Continuing his look into the bad boys of sport, Jon E. Bagg today takes a look at soccer legend Ronaldinho Gaucho
Born Ronaldo de Assis Moreira, aka Ronaldinho Gaucho, aka Ronaldinho (pronounced Row-nal-gin-yo) is a worldwide football legend. Born in Porto Allegre in March 1980, he has won every major team sport trophy it’s possible to win and most of the individual ones, too. Unfortunately, his career has never quite reached the legendary status of that of his former teammate Lionel Messi, Pele, Diego Armando Maradona, the two Ronaldos or Johann Cruyff because of an addiction to cocaine. Still at the age of 33, having long ago been written off by soccer pundits, Ronaldinho just led his club, Atlético Mineiro, in overcoming a two-goal deficit from the first leg and defeated Olimpia of Paraguay, 4-3, in a penalty kick shootout to win the club’s first South American club cup championship, the Copa Libertadores at Belo Horizonte’s newly refurbished World Cup stadium.
“It was the title I was missing,” Ronaldinho said. “I came back to Brazil for this,” he told Reuters. “Everyone said I was finished. Let them talk now.”
Ronaldinho became only the fourth player to have been part of teams that have won both the South American and European club championships (he won the UEFA Champions League with Barcelona in 2006), and a World Cup as a member of the Brazil team that won in 2002 in Japan. As the continental club champions, Atlético will represent South America at the FIFA World Club Cup in Morocco.
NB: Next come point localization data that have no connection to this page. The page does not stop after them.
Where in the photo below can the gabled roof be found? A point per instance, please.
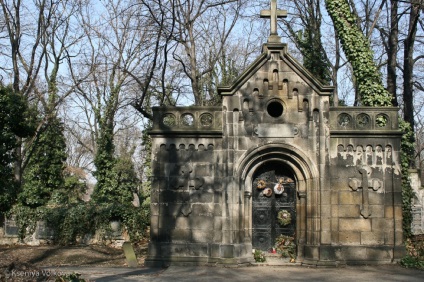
(294, 65)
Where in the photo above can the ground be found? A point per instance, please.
(27, 258)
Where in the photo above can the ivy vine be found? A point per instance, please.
(358, 51)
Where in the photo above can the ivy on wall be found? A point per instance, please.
(371, 90)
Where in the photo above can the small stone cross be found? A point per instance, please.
(365, 184)
(273, 14)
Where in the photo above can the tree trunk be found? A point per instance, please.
(408, 66)
(392, 51)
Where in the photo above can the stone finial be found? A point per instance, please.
(273, 14)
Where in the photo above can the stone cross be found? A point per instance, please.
(365, 184)
(273, 14)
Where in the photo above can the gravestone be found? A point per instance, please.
(10, 227)
(216, 171)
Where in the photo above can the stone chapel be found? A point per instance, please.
(222, 174)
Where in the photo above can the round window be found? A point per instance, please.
(275, 109)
Ronaldinho has been known for not only his brilliantly quick and outrageously creative footwork, but also a penchant for all kinds of bending, curving and zigzagging dead ball kicks which led to him being given the nickname ‘Elastico.’ But there has always also been a parallel penchant for a prodigious party lifestyle accompanied by a huge entourage of hangers-on. These two diverse aspects in character have clashed and threatened to ruin his career repeatedly.
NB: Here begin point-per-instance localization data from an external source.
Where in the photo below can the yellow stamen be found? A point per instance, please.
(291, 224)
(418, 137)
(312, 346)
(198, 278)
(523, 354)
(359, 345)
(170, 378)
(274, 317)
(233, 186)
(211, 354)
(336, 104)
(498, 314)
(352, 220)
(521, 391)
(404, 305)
Spells in Europe with different clubs like Paris Saint Germain, Barcelona and AC Milan, saw ‘Little Ronnie’ gather six European-based honors including a European Cup and two La Liga titles. Born in Porto Allegre, recruited by his local club Gremio at ten years of age, Ronaldinho was already a child star on reality TV in Brazil, making commercials and playing organized professional beach soccer from the age of seven. Purchased by Paris Saint Germain, Ronaldinho became a talent on the rise. Dogged by a mediocre team, he made PSG’s coach miserable by refusing to train to his satisfaction and staying out all night dancing. Indeed, one of the better Little Ronnie adventures concerns the coach ‘raiding’ his apartment, only to find the football wunderkind in bed with three voluptuous striptease dancers. Caught in the act, so to speak, the young Brazilian simply laughed and offered the coach the chance to join in.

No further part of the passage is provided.